H come HAASE: nel riepilogo degli US Open ho già sottolineato con nostalgia gli ultimi fuochi di uno tra i miei tennisti preferiti, Tommy Haas e, visto che non mi piace ripetermi, aggiungo una e per dedicare due righe al talentuoso olandesino, tornato a discreti livelli dopo il calvario del biennio 2008-09 e capace di portare a casa il suo primo torneo maggiore in carriera, a Kitzbuehel. Un aspetto non pare essere cambiato, nella sua seconda carriera: la predisposizione all’eroica sconfitta al quinto set degli Slam, magari partendo da un vantaggio di due a zero, come sa bene Murray. E’ meglio che sistemi in fretta questo dettaglio, perché va per i venticinque e i treni vanno presi quando passano.

I come ISNER-MAHUT: il caso (ehm…) ha voluto che, a distanza di dodici mesi, il primo turno di Wimbledon presentasse la riedizione della partita dei record dell’anno prima, la maratona di 11 ore (e tre giorni) entrata di diritto nella storia del tennis, con tanto di targa e statua ad imperituro ricordo. Già, la storia. La storia non si scrive con le minestre riscaldate e il match di quest’anno, senza il campo 18, senza Lahyani a gigioneggiare e, soprattutto, senza pathos (3 set a zero per l’americano, pratica piuttosto rapida), è servito solo per realizzare qualche titolo ad effetto alla vigilia, e non lo ricorderà nessuno.

J come JO-WIL TSONGA: il suo fisico da gigante di cristallo gli concede un'annata praticamente libera da infortuni e, dopo un inizio zoppicante (anche lui, come Soderling, nella "sua" Australia resta tramortito dalle affettate di Dolgopolov), Jo ritorna ai livelli del 2008, chiudendo la stagione, come in quell'anno di grazia, al numero sei e dando l'impressione di essere, in condizioni particolari e con il vento a favore, quello più vicino ai fab four (ma sì, l'idea del fotomontaggio della copertina di Abbey Road è davvero carina, quindi ficchiamo dentro anche il buon Murray, naturalmente nel ruolo di Ringo Starr). Da ricordare, senza dubbio, la vittoria su Federer a Wimbledon, recuperando da due set sotto (primo a riuscire nell'impresa, in uno Slam, contro il campione svizzero), i quarti a Flushing Meadows e l'ottimo finale di stagione, con due titoli e le finali a Bercy e alle Atp Finals, nelle tre domeniche di fila in cui ha incrociato la racchetta con Federer, chinando sempre il capo ma con l'onore delle armi. E, già che ci siamo, merita un cenno anche il record di ace in stagione, ben 825.

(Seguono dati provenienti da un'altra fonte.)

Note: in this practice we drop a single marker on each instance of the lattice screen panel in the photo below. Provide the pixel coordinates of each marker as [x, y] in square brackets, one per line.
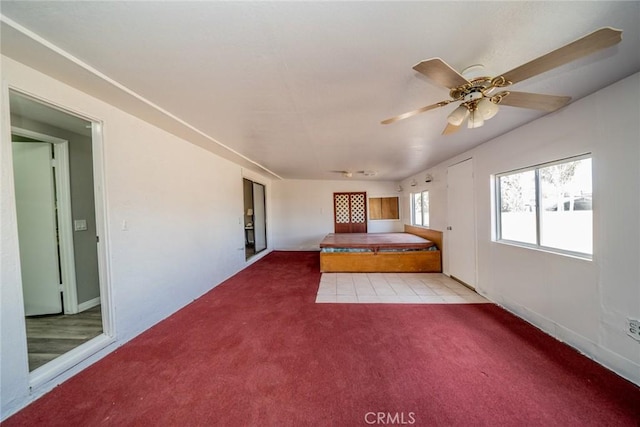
[342, 208]
[358, 208]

K come KOELLERER. Espulso da tutte le scuole del Regno a fine maggio, per aver manipolato qualche match (con tanto di recidiva), perla incastonata nel diadema della sua carriera, tra l’insulto sistematico ad avversari e bambini raccattapalle, la scazzottata con Luzzi, i finti infortuni, gli sputazzi ripetuti e le sceneggiate in campo. Qualche suiveur ne giustificava in parte gli atteggiamenti per via di una discreta mano, altri ne lodavano l’iconoclastia meritoria in un gregge dotato di scarsa personalità. A me sembrava piuttosto il guitto di second’ordine, quello che fa le smorfie e dice con orgoglio le parolacce per farsi notare, altrimenti nessuno se lo fila. E non mi mancherà.

L come LACKO: quello che ha rifilato un 6-0 a Nadal in quel di Doha, all’alba dell’anno di grazia 2011, per poi perdere la partita. Storie ordinarie di figli di dio minore.

M come MONFILS: dà il meglio di sé come tombeur des femmes nel video del tormentone musicale primaverile di Martin Solveig & Dragonette "Hello", girato al Roland Garros (con la partecipazione anche dell'onnipresente Djokovic), in cui si racconta in maniera divertente un'improbabile finale del torneo mondiale di tennis dei deejay. E non è un bel segnale.

N come NADAL: può essere considerato negativo un anno durante il quale ha vinto la Davis da protagonista assoluto, ha trionfato per la sesta volta al Roland Garros, ha alzato per la settima volta consecutiva il trofeo di Montecarlo, ha ottenuto due finali Slam e chiuso la stagione al secondo posto? Sembra un paradosso, ma quando perdi sei finali di fila contro lo stesso avversario, quello che ha trovato la chiave per neutralizzare gli schemi che ti rendevano praticamente ingiocabile nel circuito, non si può certo parlare di annata trionfale. Il tarlo del dubbio, lo status di eroe imbattibile messo in discussione, il contrappasso che ti porta a rivivere le stesse sensazioni che tu hai provocato nella mente di Federer, le prime discussioni con lo zio Toni e, da ultimo, una biografia piazzata in maniera inusuale all'apice della carriera avevano fatto ventilare addirittura l'ipotesi di un prossimo ritiro, e la pessima esibizione (con tanto di lezione ricevuta da Federer) al Masters non aveva di certo rincuorato i tifosi del maiorchino. Poi è arrivato il successo di Siviglia, un eccellente brodino in tempi di carestia, ma la vera risposta a tutte queste perplessità la dovrà dare l'anno prossimo, quando si troverà di fronte nuovamente il rovescio di Nole.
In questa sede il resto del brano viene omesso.